Budleigh Longboat saga: appeal granted
PUBLISHED: 15:15 09 March 2013
Campaigners against the redevelopment of Budleigh’s Longboat Café are celebrating, after a judicial review of the scheme’s planning approval was granted by the High Court.
Calls for a review were initially rejected by the court last November, but it has now been granted on appeal.
A date has not yet been set for the full review, and it may not take place until the beginning of next year.
Campaigners against the plan say they are confident that when it takes place, East Devon District Council’s decision to approve the scheme will be quashed.
However, the council has downplayed the decision, saying it has no bearing on whether the full judicial review will be successful.
EDDC planners first gave the green light for businessman Brent Hushon to build a modern two-storey café on the site in 2010, but this plan was scuppered when the council refused to sell him the neighbouring shelter, the site of which formed part of his plan.
Mr Hushon then filed a plan for a smaller café, which was refused in February 2012, but a third application, submitted as an amendment to the 2010 plan, was approved last June.
Now, a full judicial review will be held into this decision, and campaigners opposing the destruction of the current building, which they say is a historic longboat house, are optimistic.

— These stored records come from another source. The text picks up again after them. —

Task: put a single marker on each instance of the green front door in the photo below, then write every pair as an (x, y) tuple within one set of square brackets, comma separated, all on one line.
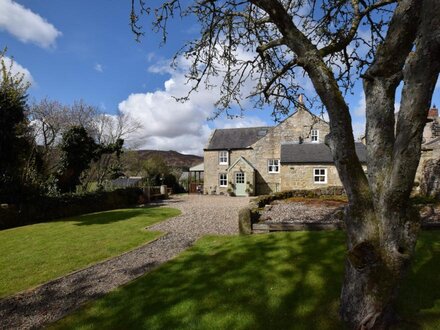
[(240, 184)]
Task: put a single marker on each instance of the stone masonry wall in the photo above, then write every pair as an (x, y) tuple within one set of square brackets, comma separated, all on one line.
[(213, 169), (291, 130), (297, 126)]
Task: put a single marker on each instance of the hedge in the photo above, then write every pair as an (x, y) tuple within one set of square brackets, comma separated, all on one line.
[(45, 208), (263, 200)]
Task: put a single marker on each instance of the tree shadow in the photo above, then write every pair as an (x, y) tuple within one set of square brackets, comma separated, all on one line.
[(274, 281), (112, 216), (419, 300)]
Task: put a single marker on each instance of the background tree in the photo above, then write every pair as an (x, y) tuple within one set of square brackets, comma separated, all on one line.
[(78, 150), (333, 43), (16, 147), (155, 169)]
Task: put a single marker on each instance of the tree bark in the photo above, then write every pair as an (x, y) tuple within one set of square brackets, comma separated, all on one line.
[(378, 259)]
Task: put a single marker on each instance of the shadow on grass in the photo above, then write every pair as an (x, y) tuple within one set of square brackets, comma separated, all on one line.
[(419, 302), (107, 217), (275, 281)]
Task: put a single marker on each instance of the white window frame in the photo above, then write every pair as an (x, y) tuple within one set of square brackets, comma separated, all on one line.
[(314, 135), (273, 166), (317, 173), (241, 174), (224, 180), (223, 157)]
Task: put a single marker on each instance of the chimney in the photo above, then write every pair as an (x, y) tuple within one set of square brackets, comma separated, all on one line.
[(433, 112)]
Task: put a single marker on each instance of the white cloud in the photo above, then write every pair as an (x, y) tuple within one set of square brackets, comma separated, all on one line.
[(26, 25), (358, 130), (18, 69), (359, 110), (172, 125), (98, 67)]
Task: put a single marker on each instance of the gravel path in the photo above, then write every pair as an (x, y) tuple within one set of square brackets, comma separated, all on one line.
[(201, 215)]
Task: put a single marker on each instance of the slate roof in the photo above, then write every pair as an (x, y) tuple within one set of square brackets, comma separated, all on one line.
[(127, 182), (307, 153), (241, 158), (236, 138), (197, 168)]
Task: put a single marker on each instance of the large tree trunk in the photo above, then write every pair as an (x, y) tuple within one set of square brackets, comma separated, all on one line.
[(381, 225), (382, 235), (375, 267)]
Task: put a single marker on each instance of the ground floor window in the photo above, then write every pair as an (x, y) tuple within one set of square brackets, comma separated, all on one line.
[(223, 180), (320, 175), (239, 177)]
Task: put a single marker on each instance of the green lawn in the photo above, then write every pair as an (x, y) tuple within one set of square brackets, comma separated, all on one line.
[(34, 254), (273, 281)]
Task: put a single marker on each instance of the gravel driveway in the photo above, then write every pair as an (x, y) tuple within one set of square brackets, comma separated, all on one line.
[(201, 215)]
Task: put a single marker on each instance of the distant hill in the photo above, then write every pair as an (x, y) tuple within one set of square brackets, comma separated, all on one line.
[(171, 157)]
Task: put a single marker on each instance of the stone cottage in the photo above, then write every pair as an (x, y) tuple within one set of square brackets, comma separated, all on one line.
[(428, 172), (262, 160)]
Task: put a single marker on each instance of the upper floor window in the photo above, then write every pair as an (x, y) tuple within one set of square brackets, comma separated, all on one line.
[(223, 157), (223, 180), (273, 166), (314, 135), (320, 175)]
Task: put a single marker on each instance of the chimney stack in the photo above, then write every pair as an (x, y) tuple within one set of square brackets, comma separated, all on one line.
[(433, 112)]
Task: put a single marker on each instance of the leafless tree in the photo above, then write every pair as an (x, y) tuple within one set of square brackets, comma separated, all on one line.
[(334, 43), (109, 129)]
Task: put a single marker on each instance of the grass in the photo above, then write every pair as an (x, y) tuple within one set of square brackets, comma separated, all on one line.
[(34, 254), (273, 281)]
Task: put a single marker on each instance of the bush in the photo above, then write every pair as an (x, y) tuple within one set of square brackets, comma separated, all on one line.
[(45, 208)]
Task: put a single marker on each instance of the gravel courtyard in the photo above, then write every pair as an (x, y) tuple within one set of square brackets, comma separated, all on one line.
[(201, 215)]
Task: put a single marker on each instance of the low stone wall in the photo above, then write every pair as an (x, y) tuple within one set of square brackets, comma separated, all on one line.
[(251, 214), (44, 208), (261, 201)]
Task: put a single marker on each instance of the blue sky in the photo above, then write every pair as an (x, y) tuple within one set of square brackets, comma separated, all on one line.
[(73, 50)]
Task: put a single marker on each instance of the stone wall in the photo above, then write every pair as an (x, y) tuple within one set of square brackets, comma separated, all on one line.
[(291, 130), (301, 176), (430, 180), (213, 168)]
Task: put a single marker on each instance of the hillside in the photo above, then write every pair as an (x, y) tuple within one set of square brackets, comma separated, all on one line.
[(171, 157)]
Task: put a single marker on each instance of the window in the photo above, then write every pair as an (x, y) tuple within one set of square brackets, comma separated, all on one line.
[(273, 166), (223, 157), (320, 175), (223, 180), (239, 177)]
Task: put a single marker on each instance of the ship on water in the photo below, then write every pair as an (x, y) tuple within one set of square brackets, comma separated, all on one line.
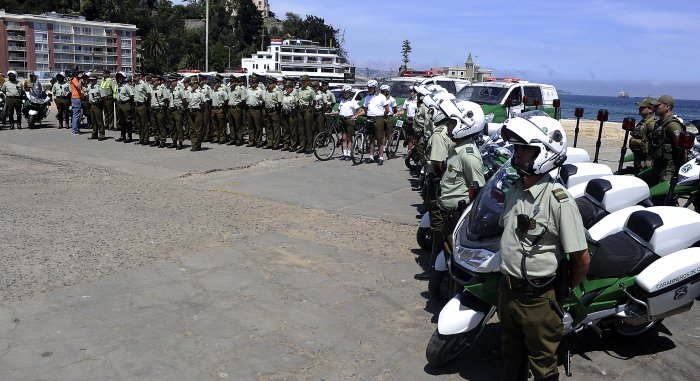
[(293, 58)]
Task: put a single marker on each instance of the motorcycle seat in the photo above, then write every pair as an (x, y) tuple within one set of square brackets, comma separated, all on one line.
[(619, 255)]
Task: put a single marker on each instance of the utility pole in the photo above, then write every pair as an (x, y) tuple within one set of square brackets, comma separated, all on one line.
[(206, 40)]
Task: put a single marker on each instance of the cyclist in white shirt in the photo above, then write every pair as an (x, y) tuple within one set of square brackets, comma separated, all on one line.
[(376, 107), (346, 110)]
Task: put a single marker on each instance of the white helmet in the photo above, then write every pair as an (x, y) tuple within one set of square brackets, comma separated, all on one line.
[(538, 131), (470, 121)]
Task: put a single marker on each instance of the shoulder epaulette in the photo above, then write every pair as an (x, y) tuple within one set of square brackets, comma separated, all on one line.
[(560, 194)]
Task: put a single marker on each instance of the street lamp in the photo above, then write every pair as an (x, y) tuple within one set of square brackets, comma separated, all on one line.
[(229, 55)]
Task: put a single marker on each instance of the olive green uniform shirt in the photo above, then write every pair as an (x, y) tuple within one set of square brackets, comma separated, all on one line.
[(60, 90), (440, 145), (141, 91), (556, 219), (306, 97), (254, 97), (272, 99), (464, 166)]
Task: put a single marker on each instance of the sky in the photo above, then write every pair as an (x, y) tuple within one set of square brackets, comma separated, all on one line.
[(592, 47)]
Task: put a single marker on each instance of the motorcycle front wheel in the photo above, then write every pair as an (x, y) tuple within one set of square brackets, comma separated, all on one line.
[(442, 349)]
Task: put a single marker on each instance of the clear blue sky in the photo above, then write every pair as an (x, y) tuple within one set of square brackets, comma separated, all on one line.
[(593, 47)]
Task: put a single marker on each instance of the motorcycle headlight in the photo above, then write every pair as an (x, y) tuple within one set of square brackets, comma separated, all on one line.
[(472, 257)]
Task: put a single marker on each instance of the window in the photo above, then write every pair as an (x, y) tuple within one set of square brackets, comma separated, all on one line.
[(533, 93)]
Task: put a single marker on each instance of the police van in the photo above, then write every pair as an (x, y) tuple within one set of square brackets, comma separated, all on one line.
[(508, 97)]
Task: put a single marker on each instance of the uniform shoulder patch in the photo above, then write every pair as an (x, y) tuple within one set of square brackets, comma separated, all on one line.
[(560, 194)]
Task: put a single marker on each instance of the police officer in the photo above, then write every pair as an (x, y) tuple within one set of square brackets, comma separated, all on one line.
[(377, 108), (125, 110), (177, 112), (205, 89), (639, 137), (440, 145), (464, 166), (218, 113), (195, 106), (61, 95), (108, 88), (159, 105), (13, 91), (254, 102), (288, 116), (236, 103), (273, 103), (306, 97), (542, 226), (663, 147), (95, 100), (141, 97)]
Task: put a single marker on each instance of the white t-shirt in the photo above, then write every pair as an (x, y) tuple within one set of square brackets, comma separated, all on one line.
[(410, 106), (392, 105), (348, 107), (375, 105)]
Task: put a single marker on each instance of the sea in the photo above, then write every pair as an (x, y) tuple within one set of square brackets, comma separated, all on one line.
[(620, 108)]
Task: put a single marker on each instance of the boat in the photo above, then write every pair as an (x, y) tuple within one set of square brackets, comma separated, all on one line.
[(293, 58)]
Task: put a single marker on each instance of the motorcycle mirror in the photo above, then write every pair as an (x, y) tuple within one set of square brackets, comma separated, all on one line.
[(473, 190), (628, 124), (602, 115), (686, 140)]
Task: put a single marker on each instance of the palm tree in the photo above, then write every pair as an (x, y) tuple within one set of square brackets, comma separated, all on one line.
[(155, 44)]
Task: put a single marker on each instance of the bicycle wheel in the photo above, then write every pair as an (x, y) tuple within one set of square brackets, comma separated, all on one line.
[(393, 145), (324, 146), (358, 149)]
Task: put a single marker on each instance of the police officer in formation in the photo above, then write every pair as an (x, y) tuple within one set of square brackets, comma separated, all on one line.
[(541, 227), (639, 137), (124, 108), (13, 91)]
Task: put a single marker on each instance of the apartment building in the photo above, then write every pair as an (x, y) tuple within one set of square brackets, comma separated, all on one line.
[(53, 42)]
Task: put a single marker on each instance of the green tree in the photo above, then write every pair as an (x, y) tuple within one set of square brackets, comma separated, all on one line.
[(405, 51)]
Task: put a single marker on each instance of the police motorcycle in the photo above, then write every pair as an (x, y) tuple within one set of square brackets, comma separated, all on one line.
[(644, 267), (35, 107)]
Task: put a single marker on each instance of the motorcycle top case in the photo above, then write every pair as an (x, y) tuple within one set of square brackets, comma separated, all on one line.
[(671, 282)]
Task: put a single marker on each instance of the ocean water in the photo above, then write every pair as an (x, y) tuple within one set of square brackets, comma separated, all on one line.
[(619, 108)]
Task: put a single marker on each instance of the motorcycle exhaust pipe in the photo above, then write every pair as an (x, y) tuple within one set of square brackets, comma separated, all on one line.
[(579, 114), (627, 125)]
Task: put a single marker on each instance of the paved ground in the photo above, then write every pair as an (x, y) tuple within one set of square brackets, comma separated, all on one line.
[(121, 262)]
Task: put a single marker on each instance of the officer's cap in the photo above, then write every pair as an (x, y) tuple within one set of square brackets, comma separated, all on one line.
[(648, 102), (667, 99)]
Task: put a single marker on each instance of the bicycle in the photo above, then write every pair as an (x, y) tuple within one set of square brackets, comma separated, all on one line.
[(360, 142), (327, 141)]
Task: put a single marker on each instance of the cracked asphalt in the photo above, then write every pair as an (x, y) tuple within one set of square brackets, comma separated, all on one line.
[(121, 262)]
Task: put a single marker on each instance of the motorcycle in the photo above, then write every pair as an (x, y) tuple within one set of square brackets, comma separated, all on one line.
[(3, 114), (35, 108), (643, 268)]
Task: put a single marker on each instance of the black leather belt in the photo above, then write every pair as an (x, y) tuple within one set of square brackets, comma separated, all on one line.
[(523, 285)]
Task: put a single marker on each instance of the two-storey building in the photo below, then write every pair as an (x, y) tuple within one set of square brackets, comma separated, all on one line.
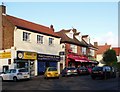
[(74, 48), (27, 44)]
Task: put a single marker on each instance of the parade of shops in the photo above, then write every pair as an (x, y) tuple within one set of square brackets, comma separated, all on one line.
[(36, 47)]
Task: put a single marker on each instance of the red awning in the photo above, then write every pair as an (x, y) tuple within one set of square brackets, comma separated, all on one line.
[(78, 58)]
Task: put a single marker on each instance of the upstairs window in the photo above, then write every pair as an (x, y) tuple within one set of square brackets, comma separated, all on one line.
[(51, 41), (26, 36), (84, 51), (39, 39)]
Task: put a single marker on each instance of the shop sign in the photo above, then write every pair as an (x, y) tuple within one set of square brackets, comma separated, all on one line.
[(48, 57), (5, 55), (27, 55)]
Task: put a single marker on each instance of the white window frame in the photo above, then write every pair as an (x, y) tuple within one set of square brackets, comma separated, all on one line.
[(39, 39), (26, 36), (84, 52), (51, 41)]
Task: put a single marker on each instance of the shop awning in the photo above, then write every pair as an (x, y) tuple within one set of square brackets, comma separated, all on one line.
[(78, 58)]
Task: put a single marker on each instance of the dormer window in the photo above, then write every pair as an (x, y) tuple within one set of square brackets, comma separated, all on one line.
[(40, 39), (26, 36), (70, 34)]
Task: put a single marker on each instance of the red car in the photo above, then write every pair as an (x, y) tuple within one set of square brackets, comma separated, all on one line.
[(82, 71)]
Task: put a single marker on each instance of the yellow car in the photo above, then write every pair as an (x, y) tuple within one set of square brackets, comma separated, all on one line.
[(51, 72)]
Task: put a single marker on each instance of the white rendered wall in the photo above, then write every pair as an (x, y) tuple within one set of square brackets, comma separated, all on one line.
[(33, 45)]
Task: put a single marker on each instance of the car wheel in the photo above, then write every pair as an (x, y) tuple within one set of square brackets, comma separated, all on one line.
[(15, 79), (93, 78), (1, 78)]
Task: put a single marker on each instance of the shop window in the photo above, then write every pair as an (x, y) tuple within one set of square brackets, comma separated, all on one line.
[(26, 36), (51, 41), (39, 39)]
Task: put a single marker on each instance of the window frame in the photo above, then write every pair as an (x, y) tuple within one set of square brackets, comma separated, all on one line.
[(51, 41), (39, 39), (26, 36)]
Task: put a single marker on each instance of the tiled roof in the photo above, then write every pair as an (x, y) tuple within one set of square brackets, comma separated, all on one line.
[(90, 45), (117, 50), (84, 36), (66, 39), (24, 24), (102, 49)]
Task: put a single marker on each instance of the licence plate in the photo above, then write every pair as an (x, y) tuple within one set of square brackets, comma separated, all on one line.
[(25, 76), (95, 72)]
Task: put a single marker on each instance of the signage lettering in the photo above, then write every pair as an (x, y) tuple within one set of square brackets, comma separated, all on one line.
[(5, 55)]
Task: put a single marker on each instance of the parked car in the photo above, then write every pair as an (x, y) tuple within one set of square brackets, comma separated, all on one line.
[(82, 71), (103, 72), (89, 69), (68, 71), (51, 72), (15, 74)]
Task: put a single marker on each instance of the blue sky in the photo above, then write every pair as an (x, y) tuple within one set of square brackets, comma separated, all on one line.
[(99, 20)]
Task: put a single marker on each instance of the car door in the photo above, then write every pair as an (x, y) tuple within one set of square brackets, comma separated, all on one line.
[(6, 75)]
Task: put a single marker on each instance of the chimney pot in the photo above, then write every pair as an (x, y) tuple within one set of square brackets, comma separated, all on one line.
[(3, 9), (51, 26)]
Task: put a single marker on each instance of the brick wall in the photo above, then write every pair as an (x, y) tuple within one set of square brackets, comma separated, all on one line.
[(8, 34)]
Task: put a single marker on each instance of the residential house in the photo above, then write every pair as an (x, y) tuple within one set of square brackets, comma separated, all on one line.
[(117, 50), (27, 44), (99, 53), (91, 49), (74, 48)]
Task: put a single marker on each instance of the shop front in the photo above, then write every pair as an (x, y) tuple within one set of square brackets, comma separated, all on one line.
[(26, 60), (77, 60), (5, 60), (45, 60)]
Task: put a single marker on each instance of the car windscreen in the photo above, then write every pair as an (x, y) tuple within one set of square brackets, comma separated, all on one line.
[(52, 69)]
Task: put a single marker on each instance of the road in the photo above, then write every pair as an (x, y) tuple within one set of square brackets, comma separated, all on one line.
[(64, 83)]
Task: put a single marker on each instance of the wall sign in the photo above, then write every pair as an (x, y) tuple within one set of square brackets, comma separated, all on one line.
[(4, 55), (26, 55)]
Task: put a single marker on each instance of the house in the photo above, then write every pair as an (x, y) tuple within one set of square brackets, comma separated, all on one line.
[(117, 50), (27, 44), (99, 53), (91, 49), (74, 48)]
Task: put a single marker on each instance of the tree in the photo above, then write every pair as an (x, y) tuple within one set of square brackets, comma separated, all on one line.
[(109, 57)]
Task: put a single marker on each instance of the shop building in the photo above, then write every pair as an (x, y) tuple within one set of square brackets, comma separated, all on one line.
[(74, 48), (26, 44)]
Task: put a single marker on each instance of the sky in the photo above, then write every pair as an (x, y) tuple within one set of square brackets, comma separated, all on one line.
[(99, 20)]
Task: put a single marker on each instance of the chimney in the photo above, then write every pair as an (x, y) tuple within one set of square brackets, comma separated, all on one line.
[(2, 9), (105, 43), (51, 27), (96, 44)]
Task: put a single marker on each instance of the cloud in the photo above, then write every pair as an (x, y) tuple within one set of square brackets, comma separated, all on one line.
[(110, 38)]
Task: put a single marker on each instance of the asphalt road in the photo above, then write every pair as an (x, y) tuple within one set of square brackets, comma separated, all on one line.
[(64, 83)]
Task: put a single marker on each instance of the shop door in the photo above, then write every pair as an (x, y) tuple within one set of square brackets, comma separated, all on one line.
[(52, 64), (41, 67), (5, 68)]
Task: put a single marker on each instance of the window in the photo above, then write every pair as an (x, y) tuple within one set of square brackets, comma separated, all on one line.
[(73, 48), (39, 39), (51, 41), (83, 50), (26, 36)]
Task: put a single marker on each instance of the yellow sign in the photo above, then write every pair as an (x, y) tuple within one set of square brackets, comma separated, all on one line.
[(5, 55), (30, 55)]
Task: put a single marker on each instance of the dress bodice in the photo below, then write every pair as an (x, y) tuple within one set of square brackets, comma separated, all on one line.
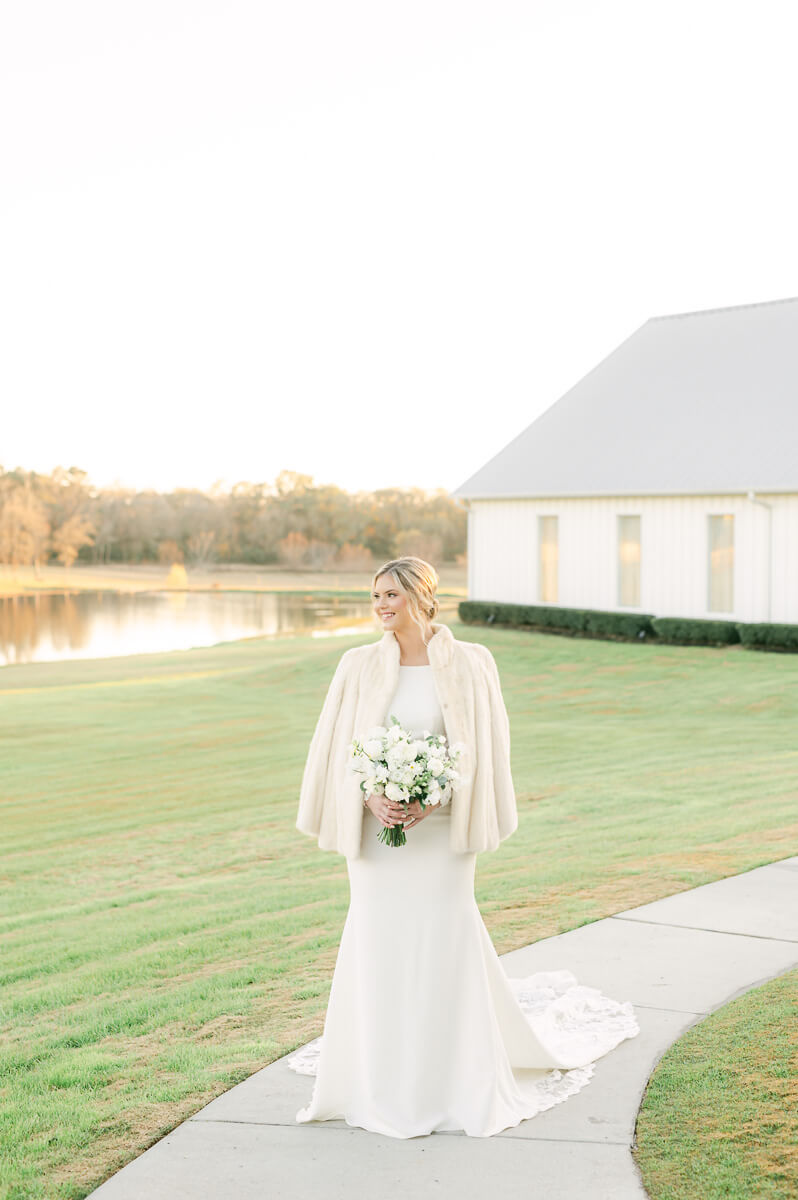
[(415, 702)]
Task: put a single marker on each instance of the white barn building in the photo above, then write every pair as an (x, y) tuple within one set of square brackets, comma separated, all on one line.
[(665, 481)]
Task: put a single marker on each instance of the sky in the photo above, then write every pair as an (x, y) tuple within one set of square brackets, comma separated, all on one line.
[(366, 241)]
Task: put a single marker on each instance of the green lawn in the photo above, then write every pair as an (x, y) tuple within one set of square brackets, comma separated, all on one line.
[(720, 1115), (166, 930)]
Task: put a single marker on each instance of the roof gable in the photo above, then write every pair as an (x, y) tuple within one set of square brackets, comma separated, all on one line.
[(690, 403)]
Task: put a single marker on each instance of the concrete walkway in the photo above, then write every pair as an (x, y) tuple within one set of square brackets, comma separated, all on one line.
[(676, 959)]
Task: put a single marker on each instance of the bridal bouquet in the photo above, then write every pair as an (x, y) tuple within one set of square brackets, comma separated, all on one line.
[(403, 768)]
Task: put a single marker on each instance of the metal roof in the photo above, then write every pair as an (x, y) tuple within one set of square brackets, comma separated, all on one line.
[(690, 403)]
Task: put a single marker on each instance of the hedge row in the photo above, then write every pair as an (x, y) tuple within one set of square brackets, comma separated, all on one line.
[(629, 627)]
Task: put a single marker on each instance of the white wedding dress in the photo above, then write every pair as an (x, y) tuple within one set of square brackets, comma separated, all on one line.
[(424, 1030)]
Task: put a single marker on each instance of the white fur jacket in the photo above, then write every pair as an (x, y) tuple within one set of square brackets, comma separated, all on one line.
[(483, 805)]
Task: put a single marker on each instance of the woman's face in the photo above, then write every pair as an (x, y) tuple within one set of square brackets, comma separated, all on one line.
[(390, 604)]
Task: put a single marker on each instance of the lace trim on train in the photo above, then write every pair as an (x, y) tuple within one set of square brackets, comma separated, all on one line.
[(565, 1008)]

The Budleigh Salterton Longboat Association’s David Daniel said: “Association members are delighted with the result of the High Court hearing. This reverses an earlier decision, based on a paper review, where EDDC had successfully argued that our claim had been lodged out of time
“We have always contended that there was no legal basis for such a claim.
“It was an argument that drew attention away from the claims we make of significant errors in process.
“Our contention has now been upheld.
“We are confident and hopeful that EDDC’s June 2012 approval of the Longboat plans will be quashed.
“We must remember that a similar, previous, application was rejected in February 2012.”
A spokesman for EDDC said: “We note the decision of the court and we will defend the matter at the appropriate time.
“There will undoubtedly be a cost involved and this will ultimately be borne by the council tax payers of East Devon.
“It is too early to say what kind of amount might be involved.
“It is gratifying that the judge acknowledged that the council had used the correct procedure in the legislation for dealing with the application and only allowed the judicial review to proceed due to issues relating to how much weight was given to the previous consent granted in 2010 and a previous refusal in 2012.
“The fact that the judge has allowed this case to proceed has no bearing on whether or not the judicial review will be successful.
“It simply means that the judge considers that their case is arguable.”